CONDOR
A Job Control System


CONDOR is a job control system which can accept jobs from a variety of users, and assign them for execution on one or more computers that it communicates with. In particular, if a user wishes to run a program in parallel, with MPI, CONDOR can find the necessary machines and manage the parallel execution of the job.

A job that is to be controlled by CONDOR must be "noninteractive". If the program would normally read from the keyboard, then a file of input must be prepared beforehand, and CONDOR must be told to use that file for input. If the program would normally display results to the terminal, then CONDOR must be told to save such results in an output file.

Master Nodes

A CONDOR job will run on one or more nodes (think of these as individual computers, each of which contains one or more processors) in a cluster. A cluster consists of a collection of cooperating nodes. There is one special node, called the master node from which you can submit jobs to be run on the cluster.

The nodes in a cluster usually share a common name, and are distinguished by number. The master node is usually (but not always!) the first named node. And usually, you can log into the master node by specifying the common name, without having to specify the number.

Thus, in particular, the phoenix cluster has 36 nodes, the master node is named phoenix000, the "next" node is phoenix001 and so on, and you can log into the master node by the simpler command


        ssh phoenix
      
rather than the more correct

        ssh phoenix000
      

SCS maintains three general access clusters. Most users will be interested in Phoenix:

There are several other clusters which can be used as well, but a user requires permission from the cluster owner before getting access:

The CONDOR Universe

CONDOR allows the user to choose an universe. You choose an universe based on which features of CONDOR you will be needing.

In the simplest universe, known as vanilla, CONDOR simply finds a suitable computer, sends the necessary files (input and executable program) to that machine, runs it, and returns the output.

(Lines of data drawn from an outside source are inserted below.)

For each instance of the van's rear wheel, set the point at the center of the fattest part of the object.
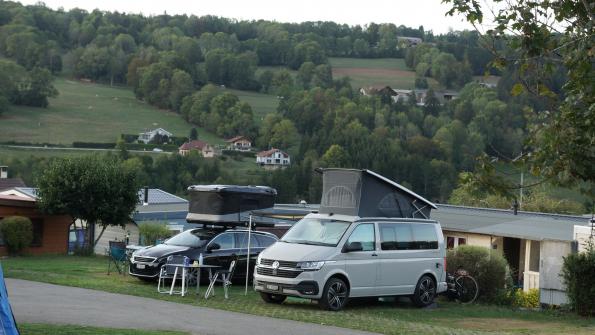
(335, 295)
(272, 298)
(425, 291)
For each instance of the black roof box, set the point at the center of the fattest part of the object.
(227, 205)
(365, 193)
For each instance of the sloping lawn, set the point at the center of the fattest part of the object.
(90, 112)
(388, 317)
(48, 329)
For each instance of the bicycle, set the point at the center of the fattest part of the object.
(462, 287)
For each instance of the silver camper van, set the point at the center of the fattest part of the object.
(371, 238)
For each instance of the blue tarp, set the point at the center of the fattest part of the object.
(7, 324)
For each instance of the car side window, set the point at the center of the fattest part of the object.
(364, 234)
(225, 240)
(395, 236)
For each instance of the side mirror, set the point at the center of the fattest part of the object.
(353, 246)
(213, 246)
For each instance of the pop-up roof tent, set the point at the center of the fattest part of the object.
(227, 205)
(365, 193)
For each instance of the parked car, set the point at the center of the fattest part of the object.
(331, 258)
(218, 247)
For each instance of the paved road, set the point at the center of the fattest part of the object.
(45, 303)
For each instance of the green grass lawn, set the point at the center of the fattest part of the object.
(388, 317)
(11, 152)
(90, 113)
(261, 103)
(50, 329)
(372, 72)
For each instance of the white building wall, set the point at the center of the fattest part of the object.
(551, 289)
(113, 233)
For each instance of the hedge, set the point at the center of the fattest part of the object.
(17, 232)
(578, 274)
(489, 268)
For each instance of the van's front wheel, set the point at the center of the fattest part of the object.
(425, 291)
(272, 298)
(335, 295)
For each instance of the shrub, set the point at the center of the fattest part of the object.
(577, 274)
(488, 267)
(529, 299)
(150, 232)
(17, 232)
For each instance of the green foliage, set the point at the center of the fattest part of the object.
(17, 233)
(21, 87)
(577, 274)
(94, 189)
(561, 131)
(151, 231)
(488, 268)
(529, 299)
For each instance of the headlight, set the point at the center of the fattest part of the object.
(310, 266)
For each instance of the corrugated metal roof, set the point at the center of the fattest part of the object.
(497, 222)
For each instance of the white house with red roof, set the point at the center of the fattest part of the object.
(240, 143)
(273, 158)
(203, 147)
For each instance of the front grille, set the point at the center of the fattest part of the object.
(282, 264)
(148, 271)
(143, 259)
(279, 273)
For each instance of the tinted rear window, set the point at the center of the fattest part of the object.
(407, 236)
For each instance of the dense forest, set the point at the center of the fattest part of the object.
(174, 62)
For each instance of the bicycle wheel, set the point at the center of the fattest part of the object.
(467, 289)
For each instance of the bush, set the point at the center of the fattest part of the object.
(17, 232)
(150, 232)
(529, 299)
(577, 274)
(488, 267)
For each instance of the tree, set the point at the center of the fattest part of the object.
(335, 157)
(546, 35)
(97, 190)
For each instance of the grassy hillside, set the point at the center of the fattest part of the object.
(91, 113)
(262, 104)
(371, 72)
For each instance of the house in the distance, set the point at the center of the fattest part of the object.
(239, 143)
(149, 135)
(273, 159)
(203, 147)
(8, 183)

The vanilla universe is a good way to start using CONDOR. For one thing, the other universes require you to recompile your program with a special CONDOR library. When you don't have that special library, you are giving up the ability to do parallel processing, checkpointing, and remote procedure calls, but for the simplest jobs, none of these features are necessary.

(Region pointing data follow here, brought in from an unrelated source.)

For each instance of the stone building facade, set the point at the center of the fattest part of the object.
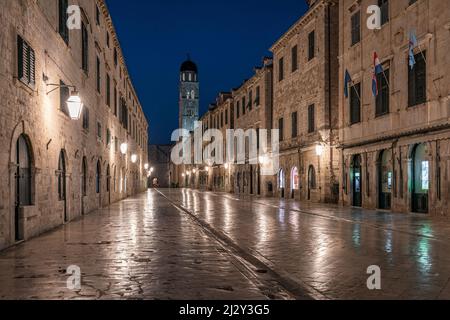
(56, 169)
(395, 147)
(253, 109)
(159, 165)
(306, 106)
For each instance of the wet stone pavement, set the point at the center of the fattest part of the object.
(188, 244)
(141, 248)
(328, 249)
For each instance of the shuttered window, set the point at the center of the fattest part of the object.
(417, 81)
(382, 100)
(63, 17)
(311, 119)
(311, 45)
(356, 28)
(294, 118)
(355, 104)
(281, 128)
(84, 48)
(26, 63)
(64, 94)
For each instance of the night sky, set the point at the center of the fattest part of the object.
(225, 38)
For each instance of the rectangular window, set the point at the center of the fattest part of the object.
(356, 28)
(64, 94)
(97, 15)
(98, 75)
(281, 69)
(417, 81)
(99, 130)
(355, 104)
(382, 100)
(294, 56)
(384, 6)
(281, 128)
(84, 48)
(311, 45)
(63, 17)
(108, 90)
(294, 124)
(115, 101)
(115, 57)
(85, 118)
(311, 119)
(108, 137)
(26, 63)
(258, 96)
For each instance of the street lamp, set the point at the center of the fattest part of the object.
(74, 103)
(124, 148)
(75, 106)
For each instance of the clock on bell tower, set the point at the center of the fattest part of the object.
(189, 95)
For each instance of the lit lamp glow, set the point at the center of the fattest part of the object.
(75, 106)
(319, 150)
(124, 148)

The standard universe allows you to submit a job to be run by CONDOR, but adds checkpointing and remote procedure calls. In order for these features to work, it is necessary that your executable program be compiled with the CONDOR libraries.

The MPI universe allows you to submit a job which is to run an MPI program on a given number of processors. At the moment, the compilers needed for MPI are in bizarre locations, and a suitable alias has not been set up for them. Therefore, you need to enter the appropriate commands to define the MPI directory, and to define the compiler you want to use:

        setenv MPIDIR /usr/local/mpich-1.2.4/ch_p4
        alias mpicc $MPIDIR/bin/mpicc
        alias mpiCC $MPIDIR/bin/mpiCC
        alias mpif77 $MPIDIR/bin/mpif77
        alias mpif90 $MPIDIR/bin/mpif90
        alias mpirun $MPIDIR/bin/mpirun
      

Before you submit a job in the MPI universe, you need to compile your program, using a command like


        mpicc myprog.c
        mpiCC myprog.C
        mpif77 myprog.f
        mpif90 myprog.f90
      
As part of your job, you also specify the number of processors on which the job is to be run. CONDOR takes care of finding a suitable number of available processors of the appropriate architecture; it copies your program to each of the processors, starts up the MPI process, and at the end of execution, gathers up the output files created by each process.

Submitting a job

To use CONDOR, the user prepares a submit description file, a text file which specifies the values of certain parameters, such as the name of the program to be run, the location of a file to be associated with standard input, a starting default directory, and so on.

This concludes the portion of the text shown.